En hoe veranderde de organisatie van Waregem Koerse?
“Het is belangrijk dat de stad Waregem achter het evenement staat en dat er een goede verstandhouding is tussen ons beiden. Het aspect veiligheid is immers iets waarbij we moeten samenwerken met elkaar. De veiligheid naast de renbaan, maar ook op de renbaan.

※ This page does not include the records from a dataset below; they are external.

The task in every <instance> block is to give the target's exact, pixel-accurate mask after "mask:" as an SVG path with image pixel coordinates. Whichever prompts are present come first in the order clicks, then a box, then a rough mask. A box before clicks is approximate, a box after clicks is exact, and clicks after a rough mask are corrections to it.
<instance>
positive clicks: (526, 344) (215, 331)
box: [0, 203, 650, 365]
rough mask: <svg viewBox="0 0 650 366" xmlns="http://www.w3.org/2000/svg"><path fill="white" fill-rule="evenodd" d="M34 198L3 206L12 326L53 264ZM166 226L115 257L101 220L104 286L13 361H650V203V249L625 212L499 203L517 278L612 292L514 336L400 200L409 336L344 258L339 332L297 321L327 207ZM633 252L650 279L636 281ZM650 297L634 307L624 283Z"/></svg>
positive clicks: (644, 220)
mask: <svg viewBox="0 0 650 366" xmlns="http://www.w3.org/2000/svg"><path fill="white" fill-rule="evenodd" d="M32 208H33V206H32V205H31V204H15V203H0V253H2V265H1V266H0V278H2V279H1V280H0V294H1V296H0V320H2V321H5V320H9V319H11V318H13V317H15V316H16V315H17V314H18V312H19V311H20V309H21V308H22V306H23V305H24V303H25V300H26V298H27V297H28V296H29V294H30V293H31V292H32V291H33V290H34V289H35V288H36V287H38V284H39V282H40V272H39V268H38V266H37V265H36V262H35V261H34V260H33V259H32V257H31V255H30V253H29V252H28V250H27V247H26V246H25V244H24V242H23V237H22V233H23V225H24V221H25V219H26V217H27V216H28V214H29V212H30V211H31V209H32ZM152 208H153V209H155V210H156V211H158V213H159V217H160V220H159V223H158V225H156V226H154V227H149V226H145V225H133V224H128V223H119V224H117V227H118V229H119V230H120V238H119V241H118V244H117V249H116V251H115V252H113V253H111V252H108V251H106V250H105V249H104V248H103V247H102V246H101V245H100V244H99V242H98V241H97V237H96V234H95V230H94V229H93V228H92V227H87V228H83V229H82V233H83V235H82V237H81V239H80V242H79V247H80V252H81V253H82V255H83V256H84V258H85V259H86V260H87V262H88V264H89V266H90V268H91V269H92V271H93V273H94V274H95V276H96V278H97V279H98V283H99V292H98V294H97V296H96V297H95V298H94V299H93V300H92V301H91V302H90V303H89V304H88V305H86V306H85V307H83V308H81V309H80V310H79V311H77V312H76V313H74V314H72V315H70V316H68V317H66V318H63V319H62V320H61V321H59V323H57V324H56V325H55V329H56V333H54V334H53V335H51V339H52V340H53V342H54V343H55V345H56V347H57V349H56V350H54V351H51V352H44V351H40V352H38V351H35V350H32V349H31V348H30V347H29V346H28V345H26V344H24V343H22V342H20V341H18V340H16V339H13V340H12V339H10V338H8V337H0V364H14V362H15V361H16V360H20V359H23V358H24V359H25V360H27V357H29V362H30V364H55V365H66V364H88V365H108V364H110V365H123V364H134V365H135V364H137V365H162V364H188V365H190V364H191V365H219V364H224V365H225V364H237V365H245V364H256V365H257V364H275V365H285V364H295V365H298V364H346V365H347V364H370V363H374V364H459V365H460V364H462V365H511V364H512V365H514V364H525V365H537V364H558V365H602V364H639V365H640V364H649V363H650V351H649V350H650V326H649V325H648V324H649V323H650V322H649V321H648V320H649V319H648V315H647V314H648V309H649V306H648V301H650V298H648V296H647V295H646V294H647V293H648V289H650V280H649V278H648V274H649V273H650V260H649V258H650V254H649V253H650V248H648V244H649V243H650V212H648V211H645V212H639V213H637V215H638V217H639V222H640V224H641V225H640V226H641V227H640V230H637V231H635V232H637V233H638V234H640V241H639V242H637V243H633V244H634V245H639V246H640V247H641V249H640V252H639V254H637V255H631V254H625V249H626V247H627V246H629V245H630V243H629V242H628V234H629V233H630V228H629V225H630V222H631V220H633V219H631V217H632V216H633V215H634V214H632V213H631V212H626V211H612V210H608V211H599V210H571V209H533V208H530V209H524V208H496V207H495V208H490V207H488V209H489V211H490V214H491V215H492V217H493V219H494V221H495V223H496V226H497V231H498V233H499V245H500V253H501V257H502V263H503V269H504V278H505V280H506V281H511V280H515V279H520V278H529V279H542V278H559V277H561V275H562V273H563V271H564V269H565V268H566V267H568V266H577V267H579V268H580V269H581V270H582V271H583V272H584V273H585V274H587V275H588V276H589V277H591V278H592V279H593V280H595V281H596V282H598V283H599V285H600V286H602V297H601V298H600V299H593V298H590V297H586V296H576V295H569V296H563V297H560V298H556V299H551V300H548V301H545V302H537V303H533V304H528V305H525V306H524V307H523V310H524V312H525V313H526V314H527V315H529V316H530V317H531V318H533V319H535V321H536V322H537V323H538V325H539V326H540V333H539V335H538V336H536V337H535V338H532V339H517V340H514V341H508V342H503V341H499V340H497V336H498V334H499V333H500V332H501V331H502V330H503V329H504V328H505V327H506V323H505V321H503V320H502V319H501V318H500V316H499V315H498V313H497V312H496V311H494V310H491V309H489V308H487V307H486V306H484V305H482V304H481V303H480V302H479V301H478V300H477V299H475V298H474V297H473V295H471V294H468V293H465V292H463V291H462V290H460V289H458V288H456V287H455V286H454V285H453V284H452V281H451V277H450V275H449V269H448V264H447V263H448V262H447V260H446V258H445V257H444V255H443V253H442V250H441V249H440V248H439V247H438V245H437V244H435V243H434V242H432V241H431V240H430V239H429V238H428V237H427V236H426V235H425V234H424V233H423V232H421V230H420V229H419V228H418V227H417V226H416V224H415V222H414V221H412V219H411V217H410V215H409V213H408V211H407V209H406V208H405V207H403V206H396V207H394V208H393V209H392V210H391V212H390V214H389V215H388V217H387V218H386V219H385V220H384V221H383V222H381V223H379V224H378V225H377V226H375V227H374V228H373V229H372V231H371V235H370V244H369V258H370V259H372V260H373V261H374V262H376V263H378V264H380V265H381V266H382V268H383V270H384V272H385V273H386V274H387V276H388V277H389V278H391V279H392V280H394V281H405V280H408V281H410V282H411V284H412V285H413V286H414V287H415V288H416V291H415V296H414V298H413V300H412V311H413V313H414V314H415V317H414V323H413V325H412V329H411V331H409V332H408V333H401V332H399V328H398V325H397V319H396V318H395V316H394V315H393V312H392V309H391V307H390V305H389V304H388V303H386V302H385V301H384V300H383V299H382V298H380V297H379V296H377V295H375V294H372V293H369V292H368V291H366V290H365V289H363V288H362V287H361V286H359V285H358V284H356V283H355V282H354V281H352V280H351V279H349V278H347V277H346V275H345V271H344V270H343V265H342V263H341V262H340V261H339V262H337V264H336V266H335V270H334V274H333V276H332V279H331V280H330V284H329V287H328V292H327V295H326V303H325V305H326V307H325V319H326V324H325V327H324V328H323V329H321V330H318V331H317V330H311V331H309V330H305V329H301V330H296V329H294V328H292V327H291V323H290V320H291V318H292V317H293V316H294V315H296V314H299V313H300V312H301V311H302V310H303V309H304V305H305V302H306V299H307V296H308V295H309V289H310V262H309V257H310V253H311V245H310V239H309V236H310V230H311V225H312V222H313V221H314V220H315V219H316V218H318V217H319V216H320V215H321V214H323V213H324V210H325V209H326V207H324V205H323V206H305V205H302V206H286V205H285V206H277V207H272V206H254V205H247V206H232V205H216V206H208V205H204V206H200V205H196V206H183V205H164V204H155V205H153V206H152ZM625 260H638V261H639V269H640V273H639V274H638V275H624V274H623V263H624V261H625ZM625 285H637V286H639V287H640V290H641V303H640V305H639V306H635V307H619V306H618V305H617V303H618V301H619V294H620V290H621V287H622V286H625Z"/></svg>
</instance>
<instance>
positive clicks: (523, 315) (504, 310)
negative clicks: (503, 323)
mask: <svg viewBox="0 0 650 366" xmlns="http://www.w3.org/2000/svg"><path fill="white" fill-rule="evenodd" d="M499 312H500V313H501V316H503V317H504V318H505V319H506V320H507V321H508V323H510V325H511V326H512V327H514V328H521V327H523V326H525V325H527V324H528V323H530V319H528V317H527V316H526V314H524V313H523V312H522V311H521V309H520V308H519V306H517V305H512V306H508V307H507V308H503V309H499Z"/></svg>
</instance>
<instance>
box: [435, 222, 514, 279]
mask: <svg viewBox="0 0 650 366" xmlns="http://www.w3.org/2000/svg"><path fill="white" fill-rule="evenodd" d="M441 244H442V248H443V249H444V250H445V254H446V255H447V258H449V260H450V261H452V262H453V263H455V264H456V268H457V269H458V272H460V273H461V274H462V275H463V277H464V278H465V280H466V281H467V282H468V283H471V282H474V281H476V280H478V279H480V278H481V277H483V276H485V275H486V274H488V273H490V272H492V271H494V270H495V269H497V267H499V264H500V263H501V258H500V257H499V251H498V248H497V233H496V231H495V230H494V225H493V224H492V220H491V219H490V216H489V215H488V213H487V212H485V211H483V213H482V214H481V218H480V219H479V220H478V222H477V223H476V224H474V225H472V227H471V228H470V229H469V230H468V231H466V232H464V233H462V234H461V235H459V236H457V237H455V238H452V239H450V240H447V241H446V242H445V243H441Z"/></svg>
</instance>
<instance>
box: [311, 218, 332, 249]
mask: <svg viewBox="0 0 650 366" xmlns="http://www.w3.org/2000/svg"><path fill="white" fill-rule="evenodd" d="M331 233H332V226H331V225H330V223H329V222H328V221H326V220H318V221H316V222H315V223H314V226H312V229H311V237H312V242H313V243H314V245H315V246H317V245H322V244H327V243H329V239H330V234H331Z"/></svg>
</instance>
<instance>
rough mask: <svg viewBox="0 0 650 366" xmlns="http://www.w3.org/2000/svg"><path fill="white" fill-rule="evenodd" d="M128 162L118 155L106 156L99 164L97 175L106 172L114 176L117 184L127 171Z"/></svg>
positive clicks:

In het begin van de jaren ’90 kregen we heel veel paarden aan de start. In sommige steeple-chases waren er zelfs 25 deelnemers. Dit bracht incidenten met zich mee. Vandaar dat we de aandacht voor de veiligheid voor de paarden en jockeys hebben laten primeren. Met Gaia konden we op een positieve manier in gesprek gaan. Dit had als gevolg dat we enorme aandacht hebben voor de bouw en de veiligheid van elke hindernis. Er is ook een verstrenging doorgevoerd bij de inschrijvingsvoorwaarden voor de deelnemers. Enkel paarden die al gewonnen hadden en jockeys met veel ervaring mogen aan de start verschijnen. De deelnemers worden de dag voordien ook gecontroleerd door verschillende dierenartsen. Als er twijfel zou zijn in verband met hun fysieke paraatheid, dan mogen ze niet starten. We waren hiermee de eerste in Europa die dit zo uitvoerden. Waregem mag trots zijn op het feit dat we dit in het kader van de veiligheid voor paard en jockey doen. Soms moet je hierbij ook eens een beslissing nemen die in eerste instantie op kritiek stuit. Zo beslisten we enkele jaren geleden dat het in de galoprennen voor de paarden verboden is om te lopen met oogkleppen. Paarden die dit dragen zijn, als ze in vrijheid rondlopen, moeilijker terug te pakken. We zijn nu enkele jaren verder en je hoort niemand meer hierover klagen. Al deze maatregelen leiden ertoe dat we niet meer met folklore bezig zijn, maar dat we professionele toprennen aanbieden.”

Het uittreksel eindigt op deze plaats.